本稿は、街を歩くのが好きな人、そして美術が好きな人へ向けて、パブリックアートに興味を持ってもらうために執筆した。本稿を読んだあとは、街中に無数のパブリックアートがあることを改めて実感できるはず。そして、街を歩くことが楽しくなってくるはずだ。より詳しい彫刻や公共空間の歴史は専門書もあるが、まずは、この本で、「タダで観られるけど、タダならぬアート=パブリックアート」の世界に足を踏み入れてほしい。

完成形が観られるのは運次第?
「私は太陽を待つ」レベッカ・ベルモア 1994年/ファーレ立川

 世界中にパブリックアートは数あれど、年にいちど、しかも晴天の日にしか完全な状態を見ることができない作品は他に例がないだろう。それはファーレ立川にある《私は太陽を待つ》カナダ先住民アニシナベの作家レベッカ・ベルモア(1960~)の作品だ。

写真:レベッカ・ベルモア《私は太陽を待つ》1994レベッカ・ベルモア《私は太陽を待つ》1994 Photo by Moyo Urashima

 本作品は、車止めと建物の2カ所に金属のプレートが設置されている。車止めのプレートにはカナダ先住民の言語アニシナベ語で、建物のプレートには日本語でそれぞれ「私は太陽を待つ」と刻まれている。車止めのプレートは太陽の光を反射し、建物へ向けてその光を投射させるのだが、毎年1回、夏至の正午のみ、この光が建物に取り付けられたプレートと重なり合うのだ。

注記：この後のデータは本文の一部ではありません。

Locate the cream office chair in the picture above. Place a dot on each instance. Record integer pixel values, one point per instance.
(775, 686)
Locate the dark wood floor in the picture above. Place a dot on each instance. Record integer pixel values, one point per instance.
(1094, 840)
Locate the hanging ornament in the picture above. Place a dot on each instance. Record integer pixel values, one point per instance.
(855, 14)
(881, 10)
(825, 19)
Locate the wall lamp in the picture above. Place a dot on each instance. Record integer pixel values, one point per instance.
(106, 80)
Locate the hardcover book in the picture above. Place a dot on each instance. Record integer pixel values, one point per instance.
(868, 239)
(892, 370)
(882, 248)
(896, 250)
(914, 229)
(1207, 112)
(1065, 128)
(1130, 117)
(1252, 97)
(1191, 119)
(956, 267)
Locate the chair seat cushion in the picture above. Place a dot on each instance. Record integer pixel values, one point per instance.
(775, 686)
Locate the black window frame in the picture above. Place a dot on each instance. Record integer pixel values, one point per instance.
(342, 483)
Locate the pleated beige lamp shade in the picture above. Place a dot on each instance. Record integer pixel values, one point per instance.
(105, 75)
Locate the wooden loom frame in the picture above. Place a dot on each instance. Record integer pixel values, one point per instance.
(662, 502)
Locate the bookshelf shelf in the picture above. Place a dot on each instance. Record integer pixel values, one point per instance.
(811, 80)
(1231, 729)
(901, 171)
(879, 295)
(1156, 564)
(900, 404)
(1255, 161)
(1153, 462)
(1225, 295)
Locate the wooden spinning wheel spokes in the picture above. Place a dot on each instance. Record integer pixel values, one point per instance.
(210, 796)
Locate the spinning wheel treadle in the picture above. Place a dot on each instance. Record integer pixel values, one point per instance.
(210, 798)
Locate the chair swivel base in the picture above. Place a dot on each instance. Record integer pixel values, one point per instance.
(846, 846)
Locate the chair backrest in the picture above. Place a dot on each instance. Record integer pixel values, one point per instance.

写真:建物と車止め、2つの金属プレートで作品は構成されている建物と車止め、2つの金属プレートで作品は構成されている Photo by M.U.
写真:アニシナベ語の金属プレートアニシナベ語の金属プレート Photo by M.U.

 ベルモアはフランス系カナダ人として教育を受け、英語とフランス語を母語としている。しかし彼女の祖母はカナダの近代化を頑なに拒み、アニシナベ語だけで日常生活を続けている。このため、作家と祖母は言葉がまったく通じない。このことから作家は自分の民族的背景に興味関心を持ちはじめ、アニシナベの文化的要素を表現に取り入れた表現をはじめた。本作品もプレートの光が重なることでふたつの世界が重なり合い、響き合い、異なる世界がつながり合うことを示そうとしている。

 ただし、日本では夏至は梅雨の時期と重なるため、本作品がアーティストの狙いどおりの光の重なり合い方をするのは2~3年に1回程度の割合だという。筆者が訪れた夏至の日も、あいにくの薄曇りで光が重なり合う瞬間を見ることはかなわなかったが、作品の前には大勢の人が集まっており、街のなかで見慣れてしまい、ときには忘れられがちなパブリックアートとは対極をなしていた。